ALLIED IRISH BANKS, P.L.C. - Chairman's Speech at Annual General Meeting

DUBLIN, IRELAND--(Marketwire - April 22, 2008) -


("AIB") (NYSE: AIB) Chairman's speech to AIB Annual General Meeting in AIB Group, Bankcentre, Ballsbridge, Dublin 4, Ireland Slides attached separately Check against delivery

Our shareholders have indicated that they like to receive an account of how the business is performing, at the AGM, which I'm very happy to provide.

And, given the current unprecedented turmoil in the financial markets, it is particularly timely to provide you with some detailed information confirming the financial strength of AIB.

An extensive account of our performance and financial position is available in the Annual Report, and a smaller, more digestible and accessible version is available in what we call the Summary Review, the cover of which is shown on the screen, which provides a useful birds-eye view of where the Bank is at this point in time.

I'm very happy to be able to tell you that 2007 was another successful year for AIB.

Slide 1 - Performance highlights

We increased our adjusted basic earnings per share, a key indicator of the underlying performance of our businesses, by 13%.

Each of our divisions, the Republic of Ireland, Capital Markets, the U.K. and Poland, saw their operating profit grow in 2007, which was especially encouraging as market conditions for the banking and financial services sector became more challenging particularly from the middle of last year.
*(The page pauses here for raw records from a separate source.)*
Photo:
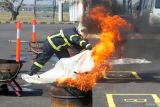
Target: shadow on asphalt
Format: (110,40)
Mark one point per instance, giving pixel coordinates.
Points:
(35,92)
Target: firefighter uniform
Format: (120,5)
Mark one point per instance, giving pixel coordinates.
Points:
(57,44)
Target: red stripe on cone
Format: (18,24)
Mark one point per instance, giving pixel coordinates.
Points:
(18,45)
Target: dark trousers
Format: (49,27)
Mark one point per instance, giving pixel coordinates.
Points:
(46,54)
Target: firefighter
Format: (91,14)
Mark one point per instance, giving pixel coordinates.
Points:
(58,43)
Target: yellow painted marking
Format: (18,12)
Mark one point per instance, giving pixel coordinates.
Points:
(110,100)
(135,100)
(134,73)
(111,103)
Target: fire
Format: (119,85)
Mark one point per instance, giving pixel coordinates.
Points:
(109,34)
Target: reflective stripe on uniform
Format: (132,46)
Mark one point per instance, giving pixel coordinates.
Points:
(39,65)
(87,45)
(81,42)
(52,44)
(57,48)
(72,37)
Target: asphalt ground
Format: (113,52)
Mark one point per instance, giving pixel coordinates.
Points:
(125,85)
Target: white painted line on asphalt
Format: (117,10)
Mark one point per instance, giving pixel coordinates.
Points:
(122,61)
(25,85)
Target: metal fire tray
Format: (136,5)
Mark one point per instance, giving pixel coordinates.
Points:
(9,70)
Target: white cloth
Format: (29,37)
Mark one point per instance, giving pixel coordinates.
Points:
(64,68)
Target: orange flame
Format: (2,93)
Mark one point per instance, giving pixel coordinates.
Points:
(102,51)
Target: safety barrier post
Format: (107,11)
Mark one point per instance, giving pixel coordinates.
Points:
(18,42)
(34,31)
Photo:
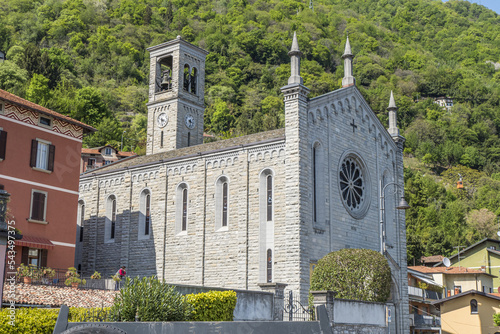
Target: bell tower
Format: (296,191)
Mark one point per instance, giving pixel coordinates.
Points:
(176,103)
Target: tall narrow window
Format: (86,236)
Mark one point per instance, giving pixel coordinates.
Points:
(148,214)
(224,204)
(113,218)
(314,183)
(3,144)
(187,77)
(184,209)
(269,198)
(82,218)
(473,306)
(194,76)
(269,265)
(38,205)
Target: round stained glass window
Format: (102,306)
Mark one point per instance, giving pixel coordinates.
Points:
(353,185)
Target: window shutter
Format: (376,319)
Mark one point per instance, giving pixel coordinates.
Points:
(24,255)
(43,258)
(34,149)
(3,144)
(52,152)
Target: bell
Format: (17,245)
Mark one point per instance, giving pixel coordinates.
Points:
(165,83)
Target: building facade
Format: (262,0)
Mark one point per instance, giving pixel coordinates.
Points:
(39,161)
(97,157)
(253,210)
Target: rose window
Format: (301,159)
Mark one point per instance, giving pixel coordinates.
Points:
(354,185)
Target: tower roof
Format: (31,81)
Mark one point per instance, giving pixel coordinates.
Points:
(295,44)
(347,51)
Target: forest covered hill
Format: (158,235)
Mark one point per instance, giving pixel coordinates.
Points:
(87,59)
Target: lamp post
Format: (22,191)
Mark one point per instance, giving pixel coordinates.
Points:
(403,205)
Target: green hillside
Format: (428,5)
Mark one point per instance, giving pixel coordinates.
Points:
(87,59)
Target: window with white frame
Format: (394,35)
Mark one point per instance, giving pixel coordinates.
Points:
(3,144)
(110,220)
(144,214)
(221,202)
(181,212)
(266,218)
(42,155)
(81,219)
(38,205)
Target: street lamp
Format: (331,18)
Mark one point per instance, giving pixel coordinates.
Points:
(403,205)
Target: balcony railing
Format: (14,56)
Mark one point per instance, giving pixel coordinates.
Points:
(424,294)
(424,321)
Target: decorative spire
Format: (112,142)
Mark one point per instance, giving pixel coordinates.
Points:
(348,79)
(393,125)
(295,54)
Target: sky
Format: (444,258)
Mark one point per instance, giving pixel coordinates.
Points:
(491,4)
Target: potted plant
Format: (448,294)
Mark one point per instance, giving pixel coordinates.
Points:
(47,274)
(73,278)
(28,273)
(95,275)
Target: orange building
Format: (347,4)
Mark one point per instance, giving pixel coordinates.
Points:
(40,168)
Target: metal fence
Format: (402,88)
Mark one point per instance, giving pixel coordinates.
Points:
(294,310)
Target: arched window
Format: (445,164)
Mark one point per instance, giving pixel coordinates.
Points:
(269,266)
(267,200)
(81,219)
(318,191)
(269,189)
(110,222)
(144,214)
(473,306)
(187,77)
(221,202)
(182,200)
(194,79)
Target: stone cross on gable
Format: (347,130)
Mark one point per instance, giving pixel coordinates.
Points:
(354,126)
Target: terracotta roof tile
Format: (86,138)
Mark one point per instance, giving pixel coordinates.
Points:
(90,151)
(449,270)
(14,99)
(432,259)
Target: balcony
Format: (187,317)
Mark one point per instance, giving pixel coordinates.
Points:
(423,294)
(424,321)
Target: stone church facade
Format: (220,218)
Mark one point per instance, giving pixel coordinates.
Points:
(256,209)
And we continued to demonstrate diversity and resilience in the sources of our growth by Division and geography, with 57% of our profit generated outside the Republic of Ireland in 2007.

This carefully chosen spread of businesses is a distinguishing feature of AIB relative to peer banks in Europe.

We continued to invest in our operating infrastructure with the aim of increasing quality and efficiency and reducing operational risk across the Group.

And we continued our growth in Central Europe, with a number of small but judicious acquisitions to complement our successful Polish franchise.

Slide 2 - Progressive dividend policy

This continued success is reflected in the increase in our dividend, which has gone up by 10% this year, and for each of the past five years, as illustrated on the slide, and by over 60% over that same five year period.

Our goal is to maintain a progressive dividend policy, whereby we pay around 40% of the profit attributable to shareholders in dividends.

So, another successful year and a year in which our confidence in the strength and resilience of the business to withstand market shocks was reinforced.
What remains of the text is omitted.